The following post about travel tripods is by Garrett, a professional videographer and photographer.
Having the right tripod is incredibly important for getting sick shots. Period.
Traveling? You’ll definitely need a travel tripod if you want to get great snaps and take certain pictures while you’re abroad.
Bringing along a tripod is an important decision and knowing how to use it is essential for someone who is a travel photographer and videographer, like me. Going beyond that, it’s important to those who want to snap great shots while they travel, pro or not.
I wanted to put a post together outlining some of the best, most popular, and cheapest tripods for different situations, budgets, and photographers.
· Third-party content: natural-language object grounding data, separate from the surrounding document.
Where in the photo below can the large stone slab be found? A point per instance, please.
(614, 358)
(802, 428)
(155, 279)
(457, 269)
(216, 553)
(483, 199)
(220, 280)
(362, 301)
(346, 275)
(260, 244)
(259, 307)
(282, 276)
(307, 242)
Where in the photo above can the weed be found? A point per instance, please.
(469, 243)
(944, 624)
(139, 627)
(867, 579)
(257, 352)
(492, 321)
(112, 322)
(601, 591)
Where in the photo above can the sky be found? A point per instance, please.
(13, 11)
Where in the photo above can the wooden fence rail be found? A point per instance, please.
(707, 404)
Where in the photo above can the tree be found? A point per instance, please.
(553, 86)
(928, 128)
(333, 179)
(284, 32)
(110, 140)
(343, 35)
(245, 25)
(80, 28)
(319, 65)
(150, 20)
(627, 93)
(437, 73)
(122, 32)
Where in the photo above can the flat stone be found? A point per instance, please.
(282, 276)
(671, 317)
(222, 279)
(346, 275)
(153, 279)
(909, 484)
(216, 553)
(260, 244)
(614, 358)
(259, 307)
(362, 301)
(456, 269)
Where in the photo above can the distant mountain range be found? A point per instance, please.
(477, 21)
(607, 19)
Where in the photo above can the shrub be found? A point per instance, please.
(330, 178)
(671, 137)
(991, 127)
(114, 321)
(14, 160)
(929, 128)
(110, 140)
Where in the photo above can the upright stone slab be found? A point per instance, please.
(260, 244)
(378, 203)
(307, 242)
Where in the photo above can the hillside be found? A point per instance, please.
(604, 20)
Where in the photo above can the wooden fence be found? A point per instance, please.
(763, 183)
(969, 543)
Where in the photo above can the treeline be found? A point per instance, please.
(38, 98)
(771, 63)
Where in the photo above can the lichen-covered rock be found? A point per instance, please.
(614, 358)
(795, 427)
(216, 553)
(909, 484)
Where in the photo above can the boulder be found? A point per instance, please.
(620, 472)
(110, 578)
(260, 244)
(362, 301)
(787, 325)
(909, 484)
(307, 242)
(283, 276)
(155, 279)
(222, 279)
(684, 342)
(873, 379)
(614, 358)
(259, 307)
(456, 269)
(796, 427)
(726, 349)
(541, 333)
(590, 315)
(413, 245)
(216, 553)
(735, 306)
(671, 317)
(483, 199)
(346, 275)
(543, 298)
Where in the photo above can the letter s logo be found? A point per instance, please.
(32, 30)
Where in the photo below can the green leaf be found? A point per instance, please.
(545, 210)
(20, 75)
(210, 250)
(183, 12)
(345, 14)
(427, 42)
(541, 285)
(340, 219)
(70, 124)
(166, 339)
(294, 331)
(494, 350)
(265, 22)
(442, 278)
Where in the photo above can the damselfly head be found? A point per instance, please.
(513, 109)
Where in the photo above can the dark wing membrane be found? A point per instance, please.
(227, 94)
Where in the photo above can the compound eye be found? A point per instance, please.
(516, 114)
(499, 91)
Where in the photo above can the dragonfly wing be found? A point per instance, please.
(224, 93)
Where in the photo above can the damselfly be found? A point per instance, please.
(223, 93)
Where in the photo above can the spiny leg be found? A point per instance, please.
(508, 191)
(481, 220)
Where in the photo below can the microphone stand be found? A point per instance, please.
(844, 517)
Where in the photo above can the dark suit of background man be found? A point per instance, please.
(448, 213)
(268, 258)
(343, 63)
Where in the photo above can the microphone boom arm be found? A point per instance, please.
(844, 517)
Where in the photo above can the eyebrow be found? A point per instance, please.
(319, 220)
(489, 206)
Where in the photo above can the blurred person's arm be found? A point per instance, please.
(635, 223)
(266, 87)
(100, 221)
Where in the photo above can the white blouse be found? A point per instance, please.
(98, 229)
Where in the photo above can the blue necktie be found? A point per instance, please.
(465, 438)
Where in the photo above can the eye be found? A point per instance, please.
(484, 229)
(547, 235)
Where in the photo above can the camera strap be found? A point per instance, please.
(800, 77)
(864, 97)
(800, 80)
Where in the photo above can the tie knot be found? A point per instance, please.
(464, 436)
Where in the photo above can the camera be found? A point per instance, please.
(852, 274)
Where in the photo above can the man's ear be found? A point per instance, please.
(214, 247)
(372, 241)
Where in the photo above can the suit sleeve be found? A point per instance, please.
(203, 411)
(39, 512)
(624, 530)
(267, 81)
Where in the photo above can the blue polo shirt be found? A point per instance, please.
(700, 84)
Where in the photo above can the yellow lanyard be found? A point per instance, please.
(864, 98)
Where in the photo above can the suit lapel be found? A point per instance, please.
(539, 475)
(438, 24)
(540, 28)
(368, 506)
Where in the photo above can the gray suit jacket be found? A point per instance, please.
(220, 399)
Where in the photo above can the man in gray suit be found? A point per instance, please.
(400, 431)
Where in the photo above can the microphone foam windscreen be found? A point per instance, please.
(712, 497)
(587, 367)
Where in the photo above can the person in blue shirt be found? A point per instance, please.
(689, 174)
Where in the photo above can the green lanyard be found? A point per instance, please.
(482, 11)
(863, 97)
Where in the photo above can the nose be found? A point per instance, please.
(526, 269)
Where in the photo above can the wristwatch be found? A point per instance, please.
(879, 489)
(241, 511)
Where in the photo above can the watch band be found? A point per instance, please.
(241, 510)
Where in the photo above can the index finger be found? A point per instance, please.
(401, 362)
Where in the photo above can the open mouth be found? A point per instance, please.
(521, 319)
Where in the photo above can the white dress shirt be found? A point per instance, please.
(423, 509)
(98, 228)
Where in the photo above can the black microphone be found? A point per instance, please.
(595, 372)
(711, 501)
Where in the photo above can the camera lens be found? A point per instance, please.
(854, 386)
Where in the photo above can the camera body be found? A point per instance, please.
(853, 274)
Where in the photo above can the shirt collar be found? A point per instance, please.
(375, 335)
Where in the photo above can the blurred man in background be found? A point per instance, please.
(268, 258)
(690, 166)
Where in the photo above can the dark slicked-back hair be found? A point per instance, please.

Amature photographer? I got you! Are you a pro and need something badass to travel with? I have just the one for you too. In between or unsure? This post will help!
I have a travel tripod for everyone out there and I hope you can find the right for you and your travels.
The Best Travel Tripods For Any Snap Happy Traveler
I have one confession about travel tripods. They can be a bitch to carry! There’s no way around it.
As a professional, I need one. Literally, NEED one. And a good full sized one too.
So one thing to note here is, if you don’t really NEED a tripod, I have some suggestions below as to which would be best for those on a budget and with less space up for grabs in their bags so it’s not so cumbersome to bring along. Yet, you’ll still get the benefits of having a tripod.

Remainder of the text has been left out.